The recent events regarding the commodity heavily impacted the number of outstanding put option contracts with a strike price of $35 and $40 with expiration scheduled for December 2015. These derivative securities were completely out of the radars six months ago, not even considered by investors, but after the Oil price slumped, the number of put options with a strike price of $40 quadrupled in the past two weeks reaching the number of 880,000 contracts, while the number of put options with $35 as strike price peaked at 669,000 contracts from none.
According to several investment managers and analysts in the energy industry, the growth in the number of put option contracts does not reflect a quantitative or fundamental study, which could possibly demonstrate a further fall in Oil prices before December 2015 but it can be seen as a lottery: a high-payoff bet on a drastic fall in Oil value. With high probability the premium paid for the contract will result in a small loss, but assuming a lucky case the writer would gain – win – a huge amount of money.
The premium to pay for this kind of options with a strike price at $35 and $40 on WTI Crude Oil are quite low, respectively the premium for the first is $160 while for the latter stands at $370.
Raymond Carbone, president of the New York based broker Paramount Options commented on the recently released data about put options: “You’re a genius if you are right. And if you are wrong it will not ruin your lifestyle”.
However, a remarkable consequence of the increasing number of these derivatives is that the investors who bought these options back in November ’14 have already made a profit, as the value of $35 and $40 put options more than doubled compared to one month ago.

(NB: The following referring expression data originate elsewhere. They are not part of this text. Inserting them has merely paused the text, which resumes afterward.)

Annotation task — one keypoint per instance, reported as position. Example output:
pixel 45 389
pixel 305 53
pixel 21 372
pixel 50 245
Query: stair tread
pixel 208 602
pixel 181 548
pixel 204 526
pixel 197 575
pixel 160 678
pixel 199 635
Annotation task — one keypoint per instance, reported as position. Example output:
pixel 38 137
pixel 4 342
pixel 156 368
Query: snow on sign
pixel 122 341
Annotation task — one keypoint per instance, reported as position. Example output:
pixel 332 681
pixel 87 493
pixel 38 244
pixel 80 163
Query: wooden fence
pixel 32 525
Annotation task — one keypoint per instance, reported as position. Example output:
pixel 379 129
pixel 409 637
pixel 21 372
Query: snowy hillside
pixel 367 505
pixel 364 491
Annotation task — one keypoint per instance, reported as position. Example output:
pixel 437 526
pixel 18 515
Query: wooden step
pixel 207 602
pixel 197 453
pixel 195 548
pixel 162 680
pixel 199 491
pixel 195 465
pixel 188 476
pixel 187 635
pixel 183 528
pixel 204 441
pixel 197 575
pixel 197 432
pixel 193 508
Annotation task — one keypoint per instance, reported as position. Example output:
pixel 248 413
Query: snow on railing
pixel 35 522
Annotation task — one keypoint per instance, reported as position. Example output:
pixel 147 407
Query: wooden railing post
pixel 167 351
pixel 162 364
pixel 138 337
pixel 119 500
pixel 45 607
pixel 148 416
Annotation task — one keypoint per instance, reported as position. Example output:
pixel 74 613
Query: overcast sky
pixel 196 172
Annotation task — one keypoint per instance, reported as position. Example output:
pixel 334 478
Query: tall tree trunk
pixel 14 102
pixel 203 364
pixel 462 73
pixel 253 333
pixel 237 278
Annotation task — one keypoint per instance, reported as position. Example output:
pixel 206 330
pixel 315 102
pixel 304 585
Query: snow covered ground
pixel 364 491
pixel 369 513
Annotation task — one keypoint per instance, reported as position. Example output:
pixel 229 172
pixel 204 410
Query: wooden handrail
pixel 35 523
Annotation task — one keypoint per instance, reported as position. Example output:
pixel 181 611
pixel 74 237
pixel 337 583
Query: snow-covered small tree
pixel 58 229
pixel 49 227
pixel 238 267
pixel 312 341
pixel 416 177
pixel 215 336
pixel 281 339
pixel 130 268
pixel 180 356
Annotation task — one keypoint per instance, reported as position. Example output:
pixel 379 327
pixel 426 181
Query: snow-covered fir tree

We are skeptical that the Oil price will further drop to $35 or $40 per barrel, and also the market perceives this event as unlikely. For each bearish position in WTI futures and options there are three bullish positions, according to the Commodity Futures Trading Commission. Nevertheless there are at least two events that could bring the Oil price to the levels above: a particularly warm winter in the Northern regions of the planet, that could drastically reduce the demand and the consumption of fuel used for heating facilities, and the second is a high rate of refinery maintenance in the US Gulf of Mexico oil hub, which would temporarily slow the demand for crude, as Jean Stuart, global energy economist at Credit Suisse, predicted.